On June 25, 1963, 285 Marlborough was purchased from Dorothy Petremont’s estate by Alexander O. Stanley and his wife, Nancy M. (Vahey) Rappaport Stanley. They had married in March of 1963; she previously had been married to attorney Jerome L. Rappaport, from whom she was divorced. Alexander Stanley was director of publications for the International Marketing Institute at Harvard Business School.

Nancy Stanley died in September of 1963 and Alexander Stanley moved soon thereafter.

On October 31, 1963, 285 Marlborough was purchased from Alexander Stanley by real estate broker John Stanley Ames, III, and his wife, Mary L (Alford) Ames. They continued to live there until about 1966, when they moved to an apartment at 11 Exeter.

On March 8, 1966, 285 Marlborough was purchased from John and Mary Ames by Electra Bilmazes, a publicist.

By 1967, she had started her own publicity agency, Cooperate Images, located at 285 Marlborough. She appears also to have converted the building into a multiple dwelling, with several other residents listed there in the City Directories in the late 1960s and early 1970s.

In January of 1972, she married Thomas W. Gerber, editor of the Concord Monitor in Concord, New Hampshire.  After their marriage, they lived in Webster, New Hampshire.

On July 9, 1973, 285 Marlborough was acquired from Electra Gerber by Edwin M. Leach.

On February 1, 1977, 285 Marlborough was purchased from Edwin Leach by Panos Ghikas, an artist. He and his wife, Patience Elaine (Haley) Ghikas, an artist and art restorer, made it their home.

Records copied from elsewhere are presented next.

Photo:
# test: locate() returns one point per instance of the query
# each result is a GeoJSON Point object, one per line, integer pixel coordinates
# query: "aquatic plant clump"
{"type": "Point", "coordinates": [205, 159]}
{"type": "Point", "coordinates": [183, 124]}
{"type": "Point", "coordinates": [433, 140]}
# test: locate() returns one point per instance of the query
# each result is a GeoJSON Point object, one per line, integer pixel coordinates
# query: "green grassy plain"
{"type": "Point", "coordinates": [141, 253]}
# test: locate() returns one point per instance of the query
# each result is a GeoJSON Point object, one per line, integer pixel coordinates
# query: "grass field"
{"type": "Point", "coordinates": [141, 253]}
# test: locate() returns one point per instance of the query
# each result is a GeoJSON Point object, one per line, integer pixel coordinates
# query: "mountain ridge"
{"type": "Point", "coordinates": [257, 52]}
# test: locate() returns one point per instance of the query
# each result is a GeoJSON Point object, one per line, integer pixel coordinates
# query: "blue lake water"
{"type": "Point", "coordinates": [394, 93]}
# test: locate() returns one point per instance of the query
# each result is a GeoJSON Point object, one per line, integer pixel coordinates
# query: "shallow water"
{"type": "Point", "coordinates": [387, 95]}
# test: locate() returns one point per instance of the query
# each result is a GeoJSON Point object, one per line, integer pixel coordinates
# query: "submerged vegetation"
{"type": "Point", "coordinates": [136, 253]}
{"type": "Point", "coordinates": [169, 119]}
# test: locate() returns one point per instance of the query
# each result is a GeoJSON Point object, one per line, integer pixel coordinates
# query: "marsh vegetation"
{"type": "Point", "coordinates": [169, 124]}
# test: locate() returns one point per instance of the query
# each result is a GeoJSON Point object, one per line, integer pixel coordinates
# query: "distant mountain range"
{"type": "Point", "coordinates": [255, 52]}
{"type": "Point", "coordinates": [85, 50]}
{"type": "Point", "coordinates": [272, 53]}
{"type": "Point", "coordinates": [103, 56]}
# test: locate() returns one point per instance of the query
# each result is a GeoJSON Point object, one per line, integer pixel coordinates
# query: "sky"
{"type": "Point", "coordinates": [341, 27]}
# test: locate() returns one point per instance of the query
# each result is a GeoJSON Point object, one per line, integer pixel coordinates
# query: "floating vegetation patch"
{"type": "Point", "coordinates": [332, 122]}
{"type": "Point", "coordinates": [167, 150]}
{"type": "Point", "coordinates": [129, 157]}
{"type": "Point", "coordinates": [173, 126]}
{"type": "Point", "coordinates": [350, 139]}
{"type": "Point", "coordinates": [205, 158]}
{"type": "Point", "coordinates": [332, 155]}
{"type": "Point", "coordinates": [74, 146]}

On January 8, 2002, Panos Ghikas transferred the property into both of their names.

On April 30, 2002, 285 Marlborough was purchased from Panos and Patience Ghikas by Barry Dargan. In August of 2002, he applied for (and subsequently received) permission to remodel the interior of the property. The proposed use was indicated as a single-family dwelling (the application indicated that the prior legal use was not known because the file was missing).

The property changed hands. It remained assessed as a single-family dwelling in 2017.